不同的是郑婉儿是失了清白,郑观音则是自身恶名。
“玉奴,此话不可外传,府中二三子当谨言慎行。”长孙清漪警告道。
“是。”
玉奴与佩儿皆是应道。
姜承枭自身倒是没有太多的感觉,现在回想起来当初的‘相亲’,其中未尝没有郑善愿的意思。
在皇帝强制给他赐婚之后,郑家转身与崔家联姻。
今日之果,乃是郑善愿自己种下的因。
说到底,郑观音也不过是郑家的棋子...亦或者工具。
“夫君在想什么?”
见丈夫听完之后面无表情,长孙清漪还以为他是在为了那位郑姑娘惋惜。
姜承枭微微一笑,握着妻子的手,缓缓道:“没什么,想到一些好玩的事情。”
“妾身还以为夫君在为郑姑娘抱不平呢。”她轻笑着说。
“你呀。”姜承枭伸手刮了刮她精致的琼鼻,调侃道:“夫人这是吃味了?”
“才没有。
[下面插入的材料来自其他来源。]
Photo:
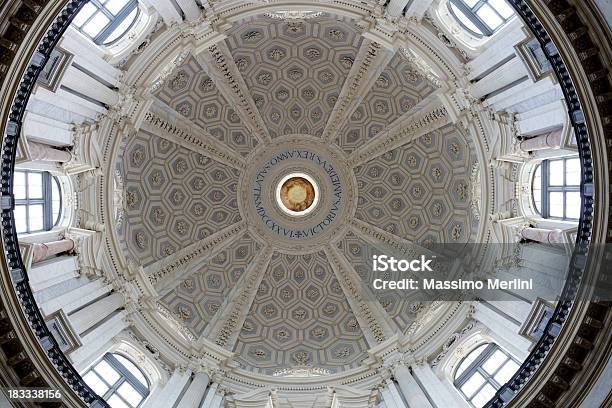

”长孙清漪做出一副小女儿姿态,偏头不看他。
忽而又想起什么,不自觉的笑出了声。
荥阳县公府。
郑观音拎着裙摆,身后跟着两名奴婢,自顾自的走在廊下。
今日她本是想要出去散散心的,但是却碰见了她不愿意碰见的人。
长安城中的流言蜚语早就传入了她的耳中。
克夫。
天煞孤星。
这两个称谓让她心神崩溃,她自问从没见过崔云象,更没有与他说过一句话,怎么崔云象勾连反贼被杀,风评还能怪她一介女流?
她现在总算是知道当初婉姐姐为何足不出户,每日都在府中绣花,偶尔看着院子中的桃树怔怔出神。
因为在旁人看来,她们已非清清白白的良家子!
她现在算是知道‘如芒在背’是什么意思了,那些笃信她克夫的妇人目光,简直比刀剑加身还要让人痛楚。
真是一群长舌妇!
一念至此,郑观音猛的停下脚步,恨恨的朝着朱红圆柱拍了一巴掌。
她自己过的不好也就罢了,偏偏让她瞧见了那位表兄。
虽然现在说起来很让人羞耻,但是每当那位表兄被长安贵妇人热议,被今上嘉奖,其妻长孙氏被人羡慕之时...她却想的是当初的自己。